I was hoping that it might smooth out after a few days but after almost a week it's still quite pronounced. This is how it looked right out of the egg the other day.





I'm fairly (sort of anyway) sure that this will eventually smooth out as the tortoise grows. I feel that it is more of a mechanical injury rather than some sort of genetic anomaly. But most likely, there will always be something a bit off.
Time will tell.


----------



## ColleenT (Mar 10, 2016)

well he's got great coloring, so that's a plus! Hopefully he'll normalize over a little time.


----------



## wellington (Mar 10, 2016)

Interesting.
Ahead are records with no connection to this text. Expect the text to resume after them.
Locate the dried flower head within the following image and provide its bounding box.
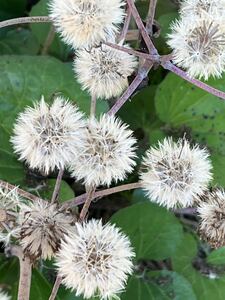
[180,0,225,19]
[56,220,134,299]
[141,138,212,208]
[0,187,21,245]
[50,0,125,48]
[19,200,74,259]
[11,97,84,173]
[71,115,136,186]
[168,17,225,80]
[0,288,11,300]
[198,190,225,248]
[74,45,137,99]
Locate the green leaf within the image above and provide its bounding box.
[0,28,39,55]
[0,55,107,184]
[149,270,197,300]
[121,276,169,300]
[30,0,70,60]
[111,202,183,260]
[172,234,225,300]
[39,179,74,202]
[155,73,225,186]
[207,247,225,265]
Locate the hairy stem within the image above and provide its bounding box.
[118,6,132,42]
[62,182,142,208]
[0,180,40,201]
[79,187,95,222]
[145,0,157,36]
[103,42,156,61]
[0,16,51,28]
[18,256,32,300]
[51,169,64,203]
[127,0,158,55]
[90,95,97,118]
[6,245,32,300]
[41,25,55,55]
[161,61,225,100]
[108,61,152,115]
[49,276,62,300]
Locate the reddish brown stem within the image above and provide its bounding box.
[161,61,225,100]
[62,182,142,209]
[127,0,158,55]
[108,61,152,115]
Keep us posted on how he does and if or when you see any improvement


----------



## ZEROPILOT (Mar 10, 2016)

As long as he's healthy.
I'm sure he'll be a great companion.


----------



## Jodie (Mar 10, 2016)

I recently hatched a leopard like that. He is a couple months old now, and it is less pronounced, but not gone.


----------



## N2TORTS (Mar 11, 2016)

Love the strong red coloring ........!


----------



## Jacqui (Mar 11, 2016)

Whst a handsome fellow and very interesting.


----------



## Cheryl Hills (Mar 12, 2016)

Maybe he was squished in his shell. Or maybe he out grew the shell before hatching. Just a thought.


----------



## NDevon (Mar 14, 2016)

He's gorgeous, different is good - my eldest Cherryhead has wonky scutes, and if she was human I'd say she was Autistic, she has all the traits!


----------



## allegraf (Mar 14, 2016)

There's color on the neck! I hatched one more bent than that. The little one has had some issues but overall doing great as reported by the new mummy. Very pretty and doesn't seem to affect them too much.


----------



## Lancecham (Mar 14, 2016)

Was the substrate the eggs were incubating on the dry side for any portion of incubation?


----------



## cdmay (Mar 15, 2016)

Lancecham said:


> Was the substrate the eggs were incubating on the dry side for any portion of incubation?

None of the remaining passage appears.